A edição de 1976, da Afrodite, contava com comentários do historiador António H. de Oliveira Marques, do escritor e ensaísta José Martins Garcia, do ex-oficial do exército Sanches Osório, um dos militares de Abril, e recuperava textos de Rolão Preto, líder dos Nacional-Sindicalistas portugueses dos anos 1930, que chegou a opor-se a Oliveira Salazar.

A apresentação da Afrodite interrogava-se sobre o facto de "a difusão do 'Mein Kampf', em língua estrangeira, (...) não ter merecido a aprovação deHitler", citando o caso da edição francesa de 1934, feita apesar da proibição do autor.

"Uma consolação nos resta, algumas décadas volvidas sobre um grande massacre", concluía a Afrodite: "Hitler pressentiu que 'Mein Kampf', obra ferozmente apologética, podia voltar-se contra a doutrina que veicula.
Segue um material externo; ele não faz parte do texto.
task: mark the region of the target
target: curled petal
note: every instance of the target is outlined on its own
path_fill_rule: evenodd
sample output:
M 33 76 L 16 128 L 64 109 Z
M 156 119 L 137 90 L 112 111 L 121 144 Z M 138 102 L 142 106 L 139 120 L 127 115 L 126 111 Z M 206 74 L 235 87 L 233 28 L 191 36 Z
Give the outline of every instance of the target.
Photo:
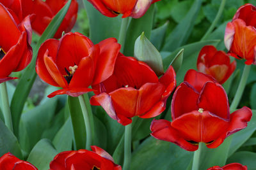
M 188 151 L 195 151 L 198 148 L 198 146 L 191 144 L 181 137 L 172 127 L 171 122 L 166 120 L 153 120 L 150 130 L 152 132 L 151 136 L 157 139 L 174 143 Z

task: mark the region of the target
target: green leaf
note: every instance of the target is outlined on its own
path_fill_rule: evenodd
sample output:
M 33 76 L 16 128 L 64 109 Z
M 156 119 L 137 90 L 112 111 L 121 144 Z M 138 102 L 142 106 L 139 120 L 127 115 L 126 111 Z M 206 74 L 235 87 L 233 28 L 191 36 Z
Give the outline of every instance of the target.
M 153 29 L 151 32 L 150 42 L 152 43 L 158 50 L 160 50 L 163 46 L 168 25 L 169 22 L 167 21 L 164 25 Z
M 110 18 L 104 16 L 89 2 L 83 0 L 90 24 L 90 38 L 94 43 L 110 37 L 118 38 L 121 15 Z
M 149 137 L 132 153 L 131 169 L 186 169 L 193 153 L 173 143 Z
M 56 104 L 57 99 L 52 98 L 21 115 L 19 139 L 22 150 L 27 153 L 30 152 L 42 139 L 45 129 L 51 125 Z
M 201 4 L 202 0 L 195 1 L 186 17 L 166 38 L 163 50 L 172 52 L 187 41 L 194 27 Z
M 227 161 L 227 164 L 237 162 L 246 166 L 248 170 L 256 170 L 256 153 L 242 151 L 235 153 Z
M 0 129 L 0 157 L 10 152 L 22 159 L 22 154 L 16 137 L 1 120 Z
M 132 18 L 131 20 L 126 32 L 124 52 L 126 56 L 133 56 L 135 40 L 143 32 L 148 39 L 150 38 L 154 13 L 154 5 L 151 5 L 144 16 L 138 19 Z
M 232 139 L 228 152 L 229 156 L 237 150 L 256 131 L 256 110 L 252 110 L 252 111 L 253 115 L 251 121 L 248 123 L 247 127 L 232 135 Z
M 35 67 L 39 47 L 47 39 L 54 36 L 67 13 L 70 3 L 71 0 L 68 0 L 67 4 L 56 15 L 45 29 L 35 48 L 33 49 L 33 55 L 31 62 L 26 69 L 16 87 L 10 106 L 14 134 L 16 136 L 18 136 L 19 134 L 19 124 L 24 105 L 36 77 Z
M 69 118 L 57 132 L 55 138 L 52 140 L 52 143 L 58 152 L 71 150 L 72 148 L 73 138 L 74 134 L 71 118 Z
M 51 161 L 58 153 L 51 141 L 42 139 L 33 148 L 27 161 L 38 169 L 48 170 Z
M 142 32 L 135 41 L 134 57 L 146 62 L 158 76 L 164 73 L 160 53 Z
M 184 48 L 181 49 L 178 53 L 176 55 L 175 57 L 174 57 L 173 60 L 171 62 L 171 66 L 173 67 L 175 72 L 178 72 L 180 69 L 181 65 L 182 65 L 183 60 L 183 53 Z

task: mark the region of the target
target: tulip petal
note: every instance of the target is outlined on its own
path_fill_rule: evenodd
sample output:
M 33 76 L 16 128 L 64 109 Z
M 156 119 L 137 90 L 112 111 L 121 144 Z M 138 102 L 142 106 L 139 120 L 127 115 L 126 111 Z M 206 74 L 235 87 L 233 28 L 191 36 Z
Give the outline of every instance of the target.
M 91 97 L 90 101 L 92 105 L 100 105 L 108 115 L 113 119 L 116 120 L 119 124 L 126 125 L 132 122 L 132 120 L 122 115 L 116 115 L 111 97 L 106 93 L 101 93 L 99 95 L 95 95 Z
M 93 85 L 98 84 L 108 78 L 114 71 L 114 66 L 121 45 L 115 38 L 111 38 L 99 43 L 100 53 L 96 67 Z
M 66 151 L 58 153 L 50 163 L 50 170 L 66 170 L 65 160 L 73 151 Z
M 165 87 L 162 83 L 147 83 L 139 90 L 136 115 L 141 115 L 150 110 L 162 98 Z M 122 113 L 122 112 L 120 112 Z M 159 115 L 161 113 L 156 113 Z
M 150 130 L 152 132 L 151 136 L 157 139 L 174 143 L 188 151 L 195 151 L 198 148 L 198 146 L 193 145 L 182 138 L 172 127 L 171 122 L 166 120 L 153 120 Z
M 51 56 L 53 60 L 55 60 L 54 59 L 56 59 L 57 55 L 58 44 L 59 40 L 54 39 L 49 39 L 46 40 L 41 45 L 39 48 L 36 61 L 36 71 L 37 74 L 46 83 L 56 87 L 58 87 L 59 85 L 55 81 L 49 73 L 44 62 L 44 56 L 46 50 L 48 50 L 49 55 Z
M 199 97 L 198 107 L 223 118 L 229 118 L 228 99 L 224 89 L 218 83 L 205 83 Z
M 90 56 L 85 57 L 80 60 L 80 63 L 74 74 L 68 87 L 86 88 L 92 84 L 95 74 L 95 66 L 94 58 L 99 56 L 100 48 L 96 45 L 92 47 Z
M 0 45 L 4 52 L 8 52 L 17 44 L 21 33 L 11 14 L 1 3 L 0 23 L 2 23 L 0 27 Z
M 228 126 L 228 121 L 208 111 L 200 113 L 193 111 L 182 115 L 172 122 L 175 129 L 188 141 L 209 143 L 218 139 Z
M 102 15 L 108 17 L 115 17 L 118 15 L 114 13 L 111 10 L 107 8 L 101 0 L 88 0 L 94 8 L 99 11 Z
M 189 69 L 186 73 L 184 81 L 191 85 L 198 92 L 200 92 L 207 81 L 216 82 L 214 78 L 194 69 Z
M 182 83 L 174 92 L 172 101 L 172 117 L 173 120 L 189 113 L 198 110 L 197 101 L 199 94 L 187 82 Z M 184 107 L 186 106 L 186 107 Z
M 89 49 L 93 45 L 92 41 L 78 32 L 69 32 L 60 40 L 56 63 L 63 75 L 65 68 L 79 64 L 81 59 L 89 55 Z
M 44 56 L 44 60 L 45 65 L 46 68 L 48 70 L 48 72 L 54 80 L 54 81 L 59 85 L 60 87 L 62 88 L 66 88 L 68 87 L 68 83 L 65 80 L 63 76 L 61 74 L 60 71 L 59 71 L 57 66 L 53 61 L 53 59 L 51 57 L 48 55 L 49 52 L 47 50 Z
Assim seja!"

Obra cai no domínio público a partir de sexta-feira

A obra panfletária de AdolfHitler "Mein Kampf" poderá a partir de sexta-feira ser livremente reeditada em todo o mundo, uma perspetiva que está a causar preocupação na Europa, 70 anos após o fim da Segunda Guerra Mundial.
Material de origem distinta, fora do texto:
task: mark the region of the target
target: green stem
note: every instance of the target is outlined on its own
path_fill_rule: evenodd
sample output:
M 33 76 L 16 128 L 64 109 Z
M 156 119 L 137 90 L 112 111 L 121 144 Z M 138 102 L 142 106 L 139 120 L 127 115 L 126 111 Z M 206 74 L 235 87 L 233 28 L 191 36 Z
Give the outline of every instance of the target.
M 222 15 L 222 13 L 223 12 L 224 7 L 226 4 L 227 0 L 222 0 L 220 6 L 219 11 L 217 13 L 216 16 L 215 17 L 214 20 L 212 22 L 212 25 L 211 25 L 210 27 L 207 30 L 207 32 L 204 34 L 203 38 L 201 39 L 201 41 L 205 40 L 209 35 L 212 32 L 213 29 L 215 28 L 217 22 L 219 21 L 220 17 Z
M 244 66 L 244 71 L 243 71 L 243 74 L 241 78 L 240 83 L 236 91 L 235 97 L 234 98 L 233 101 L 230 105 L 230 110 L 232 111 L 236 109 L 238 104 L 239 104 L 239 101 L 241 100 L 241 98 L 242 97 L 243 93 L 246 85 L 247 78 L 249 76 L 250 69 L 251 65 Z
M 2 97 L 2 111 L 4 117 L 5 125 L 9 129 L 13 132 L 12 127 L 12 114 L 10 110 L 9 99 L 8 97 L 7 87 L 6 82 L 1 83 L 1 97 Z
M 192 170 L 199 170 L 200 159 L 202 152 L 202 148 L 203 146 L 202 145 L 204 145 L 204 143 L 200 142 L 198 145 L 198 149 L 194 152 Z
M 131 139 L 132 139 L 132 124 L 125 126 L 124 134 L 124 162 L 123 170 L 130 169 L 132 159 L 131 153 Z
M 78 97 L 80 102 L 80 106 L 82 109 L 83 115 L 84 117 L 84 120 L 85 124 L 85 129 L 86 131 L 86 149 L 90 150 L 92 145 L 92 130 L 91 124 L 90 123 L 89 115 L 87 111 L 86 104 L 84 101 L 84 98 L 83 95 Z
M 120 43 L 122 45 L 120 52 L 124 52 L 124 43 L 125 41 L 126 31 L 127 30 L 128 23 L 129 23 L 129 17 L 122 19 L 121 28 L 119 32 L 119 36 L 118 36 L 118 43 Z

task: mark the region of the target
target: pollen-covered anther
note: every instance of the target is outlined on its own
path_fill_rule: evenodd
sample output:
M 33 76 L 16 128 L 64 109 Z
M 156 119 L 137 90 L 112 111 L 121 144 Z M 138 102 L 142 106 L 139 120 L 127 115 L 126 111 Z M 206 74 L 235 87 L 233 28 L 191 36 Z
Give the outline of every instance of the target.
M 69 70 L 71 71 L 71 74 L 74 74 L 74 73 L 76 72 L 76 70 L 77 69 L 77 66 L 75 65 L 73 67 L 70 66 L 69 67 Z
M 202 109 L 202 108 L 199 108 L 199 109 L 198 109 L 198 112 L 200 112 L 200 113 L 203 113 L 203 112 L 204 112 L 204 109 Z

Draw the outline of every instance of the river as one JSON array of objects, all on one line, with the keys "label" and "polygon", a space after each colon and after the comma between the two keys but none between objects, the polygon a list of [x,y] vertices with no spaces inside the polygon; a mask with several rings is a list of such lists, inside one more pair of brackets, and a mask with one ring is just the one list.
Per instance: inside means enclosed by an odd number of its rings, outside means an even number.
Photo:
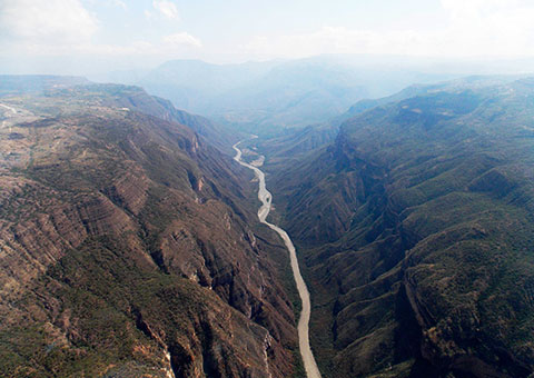
[{"label": "river", "polygon": [[298,267],[297,260],[297,251],[295,250],[295,246],[293,245],[291,239],[287,235],[285,230],[269,223],[266,219],[270,211],[270,205],[273,202],[273,195],[267,190],[265,183],[265,173],[258,168],[254,167],[245,161],[241,160],[241,150],[237,148],[239,146],[238,142],[234,145],[234,150],[236,151],[236,156],[234,160],[240,163],[248,169],[251,169],[256,177],[259,180],[259,190],[258,190],[258,199],[261,201],[261,206],[258,210],[258,218],[259,221],[264,225],[267,225],[273,230],[275,230],[280,238],[284,240],[287,250],[289,251],[289,258],[291,262],[293,276],[295,277],[295,284],[297,285],[298,295],[300,296],[300,300],[303,302],[303,311],[300,312],[300,319],[298,319],[298,345],[300,348],[300,355],[303,356],[304,368],[306,370],[307,378],[320,378],[319,369],[317,368],[317,362],[315,361],[314,354],[312,352],[312,348],[309,347],[309,316],[312,314],[312,306],[309,301],[309,291],[306,287],[306,282],[300,275],[300,268]]}]

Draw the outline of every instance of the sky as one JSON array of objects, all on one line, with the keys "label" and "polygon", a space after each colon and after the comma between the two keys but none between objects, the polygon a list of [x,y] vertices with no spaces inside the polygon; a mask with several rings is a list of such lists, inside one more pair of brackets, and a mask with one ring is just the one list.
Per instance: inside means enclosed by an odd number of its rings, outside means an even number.
[{"label": "sky", "polygon": [[0,0],[0,73],[323,53],[515,59],[534,56],[532,20],[533,0]]}]

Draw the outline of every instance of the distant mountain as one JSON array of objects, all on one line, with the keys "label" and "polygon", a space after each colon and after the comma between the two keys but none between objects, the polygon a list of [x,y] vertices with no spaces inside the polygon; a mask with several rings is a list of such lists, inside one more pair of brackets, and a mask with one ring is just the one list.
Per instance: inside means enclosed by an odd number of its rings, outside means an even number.
[{"label": "distant mountain", "polygon": [[431,88],[267,156],[326,376],[534,372],[534,80]]},{"label": "distant mountain", "polygon": [[90,81],[81,77],[46,74],[0,74],[0,96],[17,93],[37,93],[53,88],[87,84]]},{"label": "distant mountain", "polygon": [[139,84],[180,109],[243,131],[273,136],[329,120],[364,98],[452,77],[325,56],[227,66],[170,61]]},{"label": "distant mountain", "polygon": [[0,105],[2,377],[295,372],[286,250],[205,119],[111,84]]}]

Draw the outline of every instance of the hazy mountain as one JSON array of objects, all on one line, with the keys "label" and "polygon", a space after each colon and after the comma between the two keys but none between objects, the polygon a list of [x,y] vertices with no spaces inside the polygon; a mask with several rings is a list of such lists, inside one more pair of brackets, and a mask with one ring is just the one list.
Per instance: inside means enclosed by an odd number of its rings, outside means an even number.
[{"label": "hazy mountain", "polygon": [[364,98],[456,76],[409,66],[377,66],[365,57],[325,56],[227,66],[170,61],[139,84],[180,109],[209,116],[230,128],[274,135],[329,120]]},{"label": "hazy mountain", "polygon": [[0,96],[16,93],[39,93],[53,88],[66,88],[86,84],[89,80],[81,77],[47,76],[47,74],[0,74]]},{"label": "hazy mountain", "polygon": [[534,80],[479,83],[408,89],[267,166],[326,376],[534,371]]},{"label": "hazy mountain", "polygon": [[205,119],[122,86],[1,105],[2,376],[293,374],[286,252]]}]

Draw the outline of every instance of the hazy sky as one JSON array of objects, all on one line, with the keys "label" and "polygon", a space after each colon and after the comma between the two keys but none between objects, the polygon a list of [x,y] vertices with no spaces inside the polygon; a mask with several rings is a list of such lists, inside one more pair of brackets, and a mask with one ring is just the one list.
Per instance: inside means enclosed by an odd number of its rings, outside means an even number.
[{"label": "hazy sky", "polygon": [[534,54],[534,0],[0,0],[0,70]]}]

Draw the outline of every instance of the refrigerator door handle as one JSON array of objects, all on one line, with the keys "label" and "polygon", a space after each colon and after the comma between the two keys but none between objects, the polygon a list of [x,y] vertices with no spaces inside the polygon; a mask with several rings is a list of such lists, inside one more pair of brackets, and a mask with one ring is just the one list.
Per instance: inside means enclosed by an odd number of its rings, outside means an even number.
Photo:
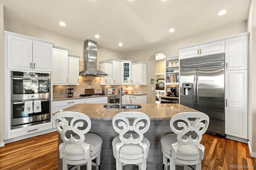
[{"label": "refrigerator door handle", "polygon": [[195,75],[194,77],[194,107],[195,108],[196,108],[196,75]]},{"label": "refrigerator door handle", "polygon": [[199,105],[199,96],[198,95],[198,89],[199,84],[198,82],[198,75],[196,76],[196,102],[197,103],[197,106]]}]

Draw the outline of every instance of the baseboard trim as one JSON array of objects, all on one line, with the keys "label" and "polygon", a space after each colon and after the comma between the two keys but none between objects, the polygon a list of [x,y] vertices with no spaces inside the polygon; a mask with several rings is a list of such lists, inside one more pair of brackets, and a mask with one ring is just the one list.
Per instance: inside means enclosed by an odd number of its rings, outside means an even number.
[{"label": "baseboard trim", "polygon": [[22,139],[26,139],[27,138],[30,138],[31,137],[34,137],[36,136],[40,135],[40,134],[43,134],[50,132],[52,132],[54,131],[57,130],[56,128],[51,128],[46,130],[42,131],[41,132],[37,132],[36,133],[32,133],[31,134],[28,134],[26,135],[22,136],[21,136],[17,137],[14,138],[12,138],[11,139],[7,139],[4,140],[4,142],[6,143],[11,143],[13,142],[15,142],[18,140],[22,140]]},{"label": "baseboard trim", "polygon": [[250,152],[250,156],[254,158],[256,158],[256,153],[252,152],[252,148],[251,147],[250,140],[248,141],[248,147],[249,147],[249,151]]},{"label": "baseboard trim", "polygon": [[232,139],[232,140],[236,140],[237,141],[239,141],[245,143],[248,143],[248,139],[239,138],[238,137],[234,136],[230,136],[228,134],[226,135],[226,138],[228,139]]},{"label": "baseboard trim", "polygon": [[4,142],[0,143],[0,147],[4,146]]}]

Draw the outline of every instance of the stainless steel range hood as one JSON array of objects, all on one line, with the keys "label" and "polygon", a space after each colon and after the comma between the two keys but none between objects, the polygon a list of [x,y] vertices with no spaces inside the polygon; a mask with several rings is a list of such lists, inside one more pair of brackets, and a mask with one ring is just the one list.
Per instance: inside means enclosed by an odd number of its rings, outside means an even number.
[{"label": "stainless steel range hood", "polygon": [[80,75],[108,75],[96,69],[97,42],[87,40],[84,41],[84,70],[79,73]]}]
Hoje, nos termos da legislação alemã, entram no domínio público os direitos de "A Minha Luta", uma das mais controversas obras da história do Ocidente, o único livro escrito pelo ditador nazi, que o ditou ao seu fiel secretário, Rudolf Hess, em 1923, na prisão de Landsberg, na Baviera, enquanto cumpria uma pena de prisão de cinco anos por traição, após o golpe falhado de Munique.
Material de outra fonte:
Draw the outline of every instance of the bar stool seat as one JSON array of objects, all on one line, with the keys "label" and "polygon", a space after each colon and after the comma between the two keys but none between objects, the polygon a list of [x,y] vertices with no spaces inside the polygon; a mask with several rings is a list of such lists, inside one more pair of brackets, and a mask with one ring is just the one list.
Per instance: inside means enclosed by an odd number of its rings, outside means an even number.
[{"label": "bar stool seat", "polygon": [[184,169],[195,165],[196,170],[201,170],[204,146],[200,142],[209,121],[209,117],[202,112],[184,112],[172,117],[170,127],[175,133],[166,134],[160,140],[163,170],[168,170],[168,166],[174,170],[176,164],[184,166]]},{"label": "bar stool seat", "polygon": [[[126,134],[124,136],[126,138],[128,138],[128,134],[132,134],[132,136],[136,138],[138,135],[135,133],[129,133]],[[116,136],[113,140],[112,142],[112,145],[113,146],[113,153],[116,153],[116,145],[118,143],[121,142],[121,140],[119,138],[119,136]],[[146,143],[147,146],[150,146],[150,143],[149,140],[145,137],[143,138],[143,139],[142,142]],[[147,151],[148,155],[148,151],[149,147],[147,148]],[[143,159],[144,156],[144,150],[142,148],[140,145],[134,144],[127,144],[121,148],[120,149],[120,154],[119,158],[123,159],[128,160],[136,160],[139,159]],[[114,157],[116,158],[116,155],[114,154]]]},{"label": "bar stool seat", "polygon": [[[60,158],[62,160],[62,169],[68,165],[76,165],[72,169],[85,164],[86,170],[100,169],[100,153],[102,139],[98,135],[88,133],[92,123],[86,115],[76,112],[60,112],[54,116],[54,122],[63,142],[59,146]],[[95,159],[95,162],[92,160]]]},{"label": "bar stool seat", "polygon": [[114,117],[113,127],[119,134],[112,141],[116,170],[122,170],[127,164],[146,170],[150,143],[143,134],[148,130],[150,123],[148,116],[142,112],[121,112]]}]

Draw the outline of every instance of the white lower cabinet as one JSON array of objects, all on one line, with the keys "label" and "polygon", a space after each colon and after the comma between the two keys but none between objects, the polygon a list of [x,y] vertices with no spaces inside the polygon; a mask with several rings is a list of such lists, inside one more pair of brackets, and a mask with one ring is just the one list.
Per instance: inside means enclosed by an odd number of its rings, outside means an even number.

Tornam-se, assim, propriedade de toda a humanidade, depois de detidos, desde 1945, pelo estado regional da Baviera, ao qual as forças de ocupação norte-americanas entregaram o controlo da principal editora nazi e que durante sete décadas recusou a republicação do manifesto antissemita, por respeito às vítimas dos nazis e para impedir qualquer incitamento ao ódio, embora a posse e a venda da obra não fossem penalizadas pela lei alemã, existindo mesmo exemplares em bibliotecas universitárias.

Em muitos países onde a obra que teoriza a ideologia nacional-socialista e o desejo de eliminação dos judeus já se encontrava disponível, o fim dos direitos de autor não alterará substancialmente a situação.

No Brasil e na Índia, por exemplo, o livro está já há muito tempo amplamente divulgado e, nos países árabes, "Mein Kampf" encontra-se facilmente, ao passo que na Turquia atingiu um novo recorde de popularidade: mais de 30.000 exemplares foram vendidos desde 2004.

Nos Estados Unidos, não é proibido, no Japão existe até uma versão "manga", e foi igualmente publicado depois do fim do comunismo em alguns países da Europa de Leste.

Está ainda disponível na internet, nomeadamente em sites salafistas que utilizam, na maior parte dos casos, traduções piratas.

Todavia, a entrada da obra fundadora do Terceiro Reich no domínio público constitui, sobretudo na Europa, e particularmente na Alemanha, onde 12,4 milhões de exemplares foram vendidos até 1945, um momento altamente sensível.

"Com o fim dos direitos de autor, é muito grande o perigo de essa porcaria ser ainda mais disponibilizada no mercado", disse o presidente da comunidade judaica da Alemanha, Josef Schuster, mostrando-se preocupado.

Segundo o responsável, "a obra de propaganda antissemita deveria continuar proibida".

Iniciou-se um debate para saber se é apropriado reeditar a volumosa obra de 800 páginas, e os candidatos não estão propriamente a atropelar-se.

Tanto na Alemanha quanto em países que estiveram sob ocupação nazi, como a Áustria e a Holanda, continuará a partir de hoje proibida a publicação simples do texto integral, sob pena de acusação judicial por incitamento ao ódio racial.

Em contrapartida, serão agora possíveis na Alemanha reedições de versões comentadas e contextualizadas por historiadores, com objetivos pedagógicos, sete décadas após a derrota dos nazis.